I. DID THE TRIAL COURT ERR IN REFUSING TO GRANT INSTRUCTION D-2 AS REQUESTED BY HARRIS?

II. DID THE TRIAL COURT ERR IN ALLOWING THE PROSECUTION TO USE THREE OF ITS PEREMPTORY CHALLENGES IN A RACIALLY DISCRIMINATORY MANNER?

III. DID THE TRIAL COURT’S FAILURE TO GIVE A SUA SPONTE CAUTIONARY INSTRUCTION CONSTITUTE REVERSIBLE ERROR?

FACTS

¶ 3. On the night of March 27, 1998, Frederick Haywood, Anthony O’Bryant, and Algesa Haywood arrived at the American Legion Hut (“the Hut”) in Mound Bayou, Mississippi. Already at the Hut were Joe Smith, Nakil O’Bryant, Willie Morgan, and the Appellant, Tracy Harris.

¶ 4. Larry Haywood, also known as “Slug”, walked into the Hut. Moments later when he exited, he was immediately hit in the head with a gun by Joe Smith. Frederick Haywood walked to a Ford Explorer to get a bat. It was then that Nakil O’Bryant and Willie Morgan began shooting at the Ford Explorer. According to testimony, Harris reached over the shoulder of Nakil to retrieve the gun while *92stating, “You ain’t shooting this M.F. right” and began shooting until Frederick Haywood fell to the ground. Harris then ran across the street and jumped in a ditch.

¶ 5. Several of the witnesses from the night in question agreed to testify at trial. Anthony O’Bryant testified that he was at the American Legion Hut on the night of the shooting and that he remembered hearing Harris say to Morgan that he was not firing the handgun properly. Anthony O’Bryant also testified to seeing Harris take the gun from Morgan, who was shooting into the air at the time, level it and begin shooting at Frederick Haywood.

¶ 6. Algesa Haywood also testified at trial and identified Harris as the person who shot Frederick Haywood. Algesa also stated that Harris took the gun from Morgan, and then “aimed at him and Fred fell.” Algesa also corroborated the testimony of Anthony O’Bryant in hearing Harris say to Morgan, “You ain’t shooting it right.”

¶ 7. Ronald Robinson, chief of police in Mound Bayou, testified to finding Frederick Haywood with a bullet wound in his chest. Robinson also found a handgun in a ditch nearby and four cartridge shells were found at the scene of the shooting. At the autopsy, a bullet was recovered from the body of Frederick Haywood, which was labeled, packaged and sent to the crime laboratory for testing.

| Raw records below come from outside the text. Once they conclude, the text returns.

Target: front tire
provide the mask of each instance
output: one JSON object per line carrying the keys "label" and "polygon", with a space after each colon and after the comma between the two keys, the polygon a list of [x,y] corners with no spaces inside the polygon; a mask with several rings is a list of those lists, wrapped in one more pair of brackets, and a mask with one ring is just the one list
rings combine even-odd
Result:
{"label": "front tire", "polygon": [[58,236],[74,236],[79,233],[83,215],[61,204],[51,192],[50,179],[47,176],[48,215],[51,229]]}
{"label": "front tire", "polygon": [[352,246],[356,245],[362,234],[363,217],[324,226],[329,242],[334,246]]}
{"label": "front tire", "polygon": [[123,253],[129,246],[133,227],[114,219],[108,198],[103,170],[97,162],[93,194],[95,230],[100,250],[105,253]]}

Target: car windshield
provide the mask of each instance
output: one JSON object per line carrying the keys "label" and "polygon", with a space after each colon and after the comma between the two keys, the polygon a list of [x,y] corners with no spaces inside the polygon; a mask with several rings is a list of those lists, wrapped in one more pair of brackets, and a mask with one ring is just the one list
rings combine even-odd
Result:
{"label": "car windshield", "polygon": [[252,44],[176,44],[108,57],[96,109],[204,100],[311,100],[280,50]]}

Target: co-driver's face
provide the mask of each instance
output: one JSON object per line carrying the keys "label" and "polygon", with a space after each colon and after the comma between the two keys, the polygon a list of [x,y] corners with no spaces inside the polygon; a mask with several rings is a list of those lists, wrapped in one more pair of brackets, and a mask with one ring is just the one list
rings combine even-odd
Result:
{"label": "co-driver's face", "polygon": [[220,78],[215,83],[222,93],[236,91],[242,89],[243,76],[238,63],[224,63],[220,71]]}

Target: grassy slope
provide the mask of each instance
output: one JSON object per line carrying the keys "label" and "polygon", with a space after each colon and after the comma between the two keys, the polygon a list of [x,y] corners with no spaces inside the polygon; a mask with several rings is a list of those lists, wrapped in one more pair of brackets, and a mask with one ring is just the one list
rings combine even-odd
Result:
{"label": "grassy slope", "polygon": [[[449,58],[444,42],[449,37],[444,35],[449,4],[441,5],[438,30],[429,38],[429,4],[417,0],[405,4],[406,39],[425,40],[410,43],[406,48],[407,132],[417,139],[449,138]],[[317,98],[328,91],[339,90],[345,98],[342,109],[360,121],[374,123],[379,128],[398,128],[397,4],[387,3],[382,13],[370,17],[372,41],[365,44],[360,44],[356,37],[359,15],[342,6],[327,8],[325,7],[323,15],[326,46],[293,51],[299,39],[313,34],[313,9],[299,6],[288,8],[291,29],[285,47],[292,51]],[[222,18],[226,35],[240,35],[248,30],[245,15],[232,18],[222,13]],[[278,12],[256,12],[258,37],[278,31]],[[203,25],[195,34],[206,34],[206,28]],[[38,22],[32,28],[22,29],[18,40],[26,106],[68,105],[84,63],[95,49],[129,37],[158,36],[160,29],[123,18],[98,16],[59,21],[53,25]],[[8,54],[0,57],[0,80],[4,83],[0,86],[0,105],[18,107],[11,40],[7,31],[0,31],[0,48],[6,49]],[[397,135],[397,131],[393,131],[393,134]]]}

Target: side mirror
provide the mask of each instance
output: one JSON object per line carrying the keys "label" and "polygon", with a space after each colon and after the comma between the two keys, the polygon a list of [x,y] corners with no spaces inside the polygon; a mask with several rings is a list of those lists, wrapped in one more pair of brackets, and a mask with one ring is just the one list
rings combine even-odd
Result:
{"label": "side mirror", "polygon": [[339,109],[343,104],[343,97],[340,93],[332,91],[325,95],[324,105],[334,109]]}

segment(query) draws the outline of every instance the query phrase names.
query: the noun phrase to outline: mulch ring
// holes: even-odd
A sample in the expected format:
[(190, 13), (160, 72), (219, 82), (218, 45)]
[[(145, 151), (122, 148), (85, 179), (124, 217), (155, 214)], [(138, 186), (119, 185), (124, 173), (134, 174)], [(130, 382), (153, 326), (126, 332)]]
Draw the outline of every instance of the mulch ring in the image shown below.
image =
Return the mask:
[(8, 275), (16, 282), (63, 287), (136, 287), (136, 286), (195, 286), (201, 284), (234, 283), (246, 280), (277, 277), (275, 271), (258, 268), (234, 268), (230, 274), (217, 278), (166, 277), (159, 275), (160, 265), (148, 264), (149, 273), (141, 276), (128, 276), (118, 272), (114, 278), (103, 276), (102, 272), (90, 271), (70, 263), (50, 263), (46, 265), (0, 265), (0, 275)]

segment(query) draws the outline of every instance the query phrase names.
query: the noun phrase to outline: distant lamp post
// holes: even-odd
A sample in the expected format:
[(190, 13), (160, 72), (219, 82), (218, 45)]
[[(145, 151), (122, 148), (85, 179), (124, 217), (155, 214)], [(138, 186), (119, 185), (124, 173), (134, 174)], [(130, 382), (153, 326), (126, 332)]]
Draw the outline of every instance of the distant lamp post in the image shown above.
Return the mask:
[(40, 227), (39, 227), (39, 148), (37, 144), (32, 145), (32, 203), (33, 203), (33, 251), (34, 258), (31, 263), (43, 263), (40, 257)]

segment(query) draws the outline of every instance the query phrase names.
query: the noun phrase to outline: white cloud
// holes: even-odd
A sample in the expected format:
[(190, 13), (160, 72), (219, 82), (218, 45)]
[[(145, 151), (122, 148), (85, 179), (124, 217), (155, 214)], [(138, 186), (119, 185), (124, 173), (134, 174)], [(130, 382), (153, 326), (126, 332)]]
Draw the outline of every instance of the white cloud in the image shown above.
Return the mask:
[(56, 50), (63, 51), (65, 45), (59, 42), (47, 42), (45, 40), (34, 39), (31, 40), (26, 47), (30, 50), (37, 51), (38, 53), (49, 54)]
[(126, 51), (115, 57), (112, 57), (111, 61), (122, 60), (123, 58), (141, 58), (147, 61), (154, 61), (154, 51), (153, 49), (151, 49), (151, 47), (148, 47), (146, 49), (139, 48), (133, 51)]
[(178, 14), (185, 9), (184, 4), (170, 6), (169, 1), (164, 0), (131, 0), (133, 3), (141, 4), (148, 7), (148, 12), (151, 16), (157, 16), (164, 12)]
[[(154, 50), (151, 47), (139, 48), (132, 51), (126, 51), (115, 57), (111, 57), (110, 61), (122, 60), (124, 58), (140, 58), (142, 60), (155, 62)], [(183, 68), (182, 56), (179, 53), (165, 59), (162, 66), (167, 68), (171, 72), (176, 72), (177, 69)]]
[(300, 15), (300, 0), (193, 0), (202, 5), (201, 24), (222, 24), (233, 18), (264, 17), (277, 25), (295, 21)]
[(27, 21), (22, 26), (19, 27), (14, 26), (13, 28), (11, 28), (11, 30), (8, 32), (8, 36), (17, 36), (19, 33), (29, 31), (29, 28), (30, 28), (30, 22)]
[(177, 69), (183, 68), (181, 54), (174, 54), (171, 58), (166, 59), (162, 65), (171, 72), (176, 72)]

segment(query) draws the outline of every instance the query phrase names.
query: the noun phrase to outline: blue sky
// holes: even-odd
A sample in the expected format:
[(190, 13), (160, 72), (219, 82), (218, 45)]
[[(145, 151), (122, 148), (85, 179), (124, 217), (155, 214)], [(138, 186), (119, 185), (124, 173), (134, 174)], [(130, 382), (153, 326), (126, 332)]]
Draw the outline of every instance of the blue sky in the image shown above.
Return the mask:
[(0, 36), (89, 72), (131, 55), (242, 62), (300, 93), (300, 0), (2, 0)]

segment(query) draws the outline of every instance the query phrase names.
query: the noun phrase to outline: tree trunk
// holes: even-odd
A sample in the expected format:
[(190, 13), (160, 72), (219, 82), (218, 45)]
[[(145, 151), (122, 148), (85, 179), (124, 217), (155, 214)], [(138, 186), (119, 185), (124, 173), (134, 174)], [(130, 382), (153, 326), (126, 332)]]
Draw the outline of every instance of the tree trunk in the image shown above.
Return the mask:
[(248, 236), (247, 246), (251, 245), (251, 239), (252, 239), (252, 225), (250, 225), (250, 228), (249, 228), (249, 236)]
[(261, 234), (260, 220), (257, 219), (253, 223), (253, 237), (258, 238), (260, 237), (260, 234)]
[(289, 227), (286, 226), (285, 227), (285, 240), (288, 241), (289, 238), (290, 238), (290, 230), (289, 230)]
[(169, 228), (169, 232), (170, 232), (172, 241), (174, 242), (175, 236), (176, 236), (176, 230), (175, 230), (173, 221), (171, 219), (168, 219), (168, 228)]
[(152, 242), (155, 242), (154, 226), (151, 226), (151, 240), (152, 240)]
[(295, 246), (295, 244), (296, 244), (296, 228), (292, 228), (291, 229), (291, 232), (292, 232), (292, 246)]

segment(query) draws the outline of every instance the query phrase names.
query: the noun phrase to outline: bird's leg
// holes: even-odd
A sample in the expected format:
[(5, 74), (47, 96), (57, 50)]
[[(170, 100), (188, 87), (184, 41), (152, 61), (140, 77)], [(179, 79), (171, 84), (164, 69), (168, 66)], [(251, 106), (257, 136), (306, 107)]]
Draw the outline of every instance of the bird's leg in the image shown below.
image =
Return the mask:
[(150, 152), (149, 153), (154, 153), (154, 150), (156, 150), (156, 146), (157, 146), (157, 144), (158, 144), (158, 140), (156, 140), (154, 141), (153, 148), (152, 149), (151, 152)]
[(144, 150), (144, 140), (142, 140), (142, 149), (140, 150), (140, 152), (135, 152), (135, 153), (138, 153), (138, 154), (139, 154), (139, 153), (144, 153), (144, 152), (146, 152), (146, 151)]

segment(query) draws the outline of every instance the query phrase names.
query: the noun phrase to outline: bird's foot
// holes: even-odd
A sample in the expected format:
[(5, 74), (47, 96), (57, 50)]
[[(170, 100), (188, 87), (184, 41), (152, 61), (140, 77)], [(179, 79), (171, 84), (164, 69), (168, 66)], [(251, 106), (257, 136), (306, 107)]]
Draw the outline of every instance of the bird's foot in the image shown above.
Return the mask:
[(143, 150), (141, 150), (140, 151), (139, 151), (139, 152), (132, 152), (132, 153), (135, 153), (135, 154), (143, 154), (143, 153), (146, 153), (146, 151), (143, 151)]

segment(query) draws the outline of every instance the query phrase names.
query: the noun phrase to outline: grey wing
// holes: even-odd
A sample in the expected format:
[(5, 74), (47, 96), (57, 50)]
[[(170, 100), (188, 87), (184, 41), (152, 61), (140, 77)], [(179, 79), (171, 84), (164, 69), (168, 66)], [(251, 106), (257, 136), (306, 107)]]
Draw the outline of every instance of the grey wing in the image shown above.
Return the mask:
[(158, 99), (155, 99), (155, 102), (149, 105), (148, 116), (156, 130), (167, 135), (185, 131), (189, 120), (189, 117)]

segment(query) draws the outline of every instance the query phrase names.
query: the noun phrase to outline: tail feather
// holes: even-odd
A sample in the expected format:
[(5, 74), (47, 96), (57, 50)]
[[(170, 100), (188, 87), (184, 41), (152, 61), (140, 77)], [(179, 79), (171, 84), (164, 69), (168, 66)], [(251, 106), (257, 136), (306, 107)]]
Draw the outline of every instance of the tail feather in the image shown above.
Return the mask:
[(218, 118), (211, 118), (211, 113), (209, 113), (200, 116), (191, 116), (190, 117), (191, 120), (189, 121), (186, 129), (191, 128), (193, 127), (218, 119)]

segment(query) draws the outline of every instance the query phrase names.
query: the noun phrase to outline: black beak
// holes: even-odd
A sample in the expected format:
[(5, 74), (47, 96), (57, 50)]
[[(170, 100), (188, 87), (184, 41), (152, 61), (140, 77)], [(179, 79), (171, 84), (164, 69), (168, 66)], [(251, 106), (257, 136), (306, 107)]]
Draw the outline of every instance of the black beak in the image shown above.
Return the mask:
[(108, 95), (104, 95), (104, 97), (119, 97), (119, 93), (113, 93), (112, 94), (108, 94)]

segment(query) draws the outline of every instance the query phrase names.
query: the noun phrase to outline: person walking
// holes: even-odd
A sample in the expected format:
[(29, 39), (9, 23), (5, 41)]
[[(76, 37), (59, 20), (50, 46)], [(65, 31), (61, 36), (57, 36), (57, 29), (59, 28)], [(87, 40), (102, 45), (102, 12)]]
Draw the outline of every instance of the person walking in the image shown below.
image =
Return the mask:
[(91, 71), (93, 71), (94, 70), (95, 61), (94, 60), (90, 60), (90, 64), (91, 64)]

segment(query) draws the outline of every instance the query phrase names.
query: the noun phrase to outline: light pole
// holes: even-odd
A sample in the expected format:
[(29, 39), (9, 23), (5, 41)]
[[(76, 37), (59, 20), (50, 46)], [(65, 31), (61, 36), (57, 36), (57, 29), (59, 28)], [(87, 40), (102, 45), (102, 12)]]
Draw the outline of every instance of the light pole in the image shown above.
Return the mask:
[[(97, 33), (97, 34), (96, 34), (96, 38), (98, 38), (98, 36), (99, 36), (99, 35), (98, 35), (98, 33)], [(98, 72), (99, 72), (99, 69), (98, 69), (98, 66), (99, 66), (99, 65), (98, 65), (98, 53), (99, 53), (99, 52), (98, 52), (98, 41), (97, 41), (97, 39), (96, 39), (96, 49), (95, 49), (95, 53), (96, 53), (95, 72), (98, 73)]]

Dr. Steven Hayne, who performed the autopsy on Frederick Haywood, testified that Haywood died from a gunshot wound to his upper chest and a .45 caliber bullet was removed from his body.

¶ 8. Steve Byrd from the Mississippi State Crime Laboratory testified that the bullet was fired from the .45 caliber semiautomatic handgun that was found near the scene of the shooting. Nakil O’Bryant later testified and identified the handgun as belonging to him and that the same gun was the one taken out of his truck by Morgan while at the American Legion Hut.

¶ 9. Harris decided to testify in his own behalf and began by saying that he did take the handgun but he denied having argued with the victim or having shot at him or anyone else. He also denied having told anyone that he shot Haywood. (He originally told investigators that he took the handgun from Morgan.)

¶ 10. After he was found guilty, Harris filed a motion for a JNOV. Harris’s motion was denied by the trial court.

ANALYSIS

I. DID THE TRIAL COURT ERR IN REFUSING TO GRANT INSTRUCTION D-2 AS REQUESTED BY HARRIS?

¶ 11. During jury instruction selection, the defense requested jury instruction D-2, which was later rejected by the trial court. Harris felt he was entitled to an instruction that included the phrase, “in the heat of passion.” Consequently, the trial court found that there was a lack of evidence that Harris had acted in the heat of passion without malice aforethought. The trial court, however, did grant an alternative instruction which covered manslaughter. In this lesser-included-offense instruction for manslaughter, the phrase used was “the killing of a human being without malice, by use of a dangerous weapon, without authority of law is manslaughter.”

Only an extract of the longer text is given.